The preanalytics team weighed in on the COM.30750 Temperature Checks requirement, noting patient specimens, reagents, and controls may be stored in a frost-free freezer only if protected from thawing and that thermal containers within the freezer can be used. It also says: “Repeated freeze-thaw cycles contribute to biomolecular degradation and are detrimental to biospecimen quality” and that avoiding freeze-thaw altogether by aliquoting specimens before freezing is prudent.

“This is a data-driven recommendation to keep freeze-thaw cycles to a minimum,” Dr. Compton says, adding that data show that freezing and thawing disrupt the molecular integrity of the sample. “If you’ve done this three times, it’s like putting a little grenade into the middle of the molecule and blasting it apart. You’ve destroyed your sample. We want people to aliquot it up front, freeze all of the aliquots, and only thaw each aliquot once.”

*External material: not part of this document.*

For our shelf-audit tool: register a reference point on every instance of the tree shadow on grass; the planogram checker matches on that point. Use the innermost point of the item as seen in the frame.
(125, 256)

In the molecular pathology checklist, MOL. 32365 Specimen Preservation/Storage now says the same about repeated freeze-thaw cycles contributing to degradation and avoiding it altogether. And it says peripheral blood specimens shouldn’t be frozen, unless otherwise validated.

In the cytopathology checklist is a new section on predictive markers, the requirements of which are similar to those in the anatomic pathology checklist. “This section was added,” Dr. Goodman says, “to take into account labs that perform predictive markers on cytopathology specimens. While it’s rare for there to be a cytology lab doing this without an anatomic pathology lab associated with it, this covers such a lab if that is the case.”

In the new section consisting of six requirements, ranging from report elements to cytology slide and block storage, is “nothing revolutionary or unique,” he says. “We just want users of the cytology checklist to be aware of information and language adapted from the ANP checklist. In short, as more testing for predictive markers is done on cytopathology specimens, we want to make sure it is done correctly.”

And with more ancillary testing performed now on cytology specimens, Dr. Mahmoud says, other cytopathology requirements were revised to include language that is more inclusive of specimens other than tissue.

The key takeaway from the checklist additions and revisions, Dr. Goodman says, is that “preanalytic variables affect our results in all areas of pathology. If we don’t have the right raw materials on which to perform our tests, the rest doesn’t make any difference. We need quality specimens to get the right results.”

Dr. Compton says it’s an initiative that changes the standard of care by improving the quality of specimens for patient care and translational research “in one fell swoop.”

“It has never before been required to record what happens to a specimen on its way to analysis in a lab. Now we must document these important preanalytics. Now every specimen will have a history.” •

Valerie Neff Newitt is a writer in Audubon, Pa.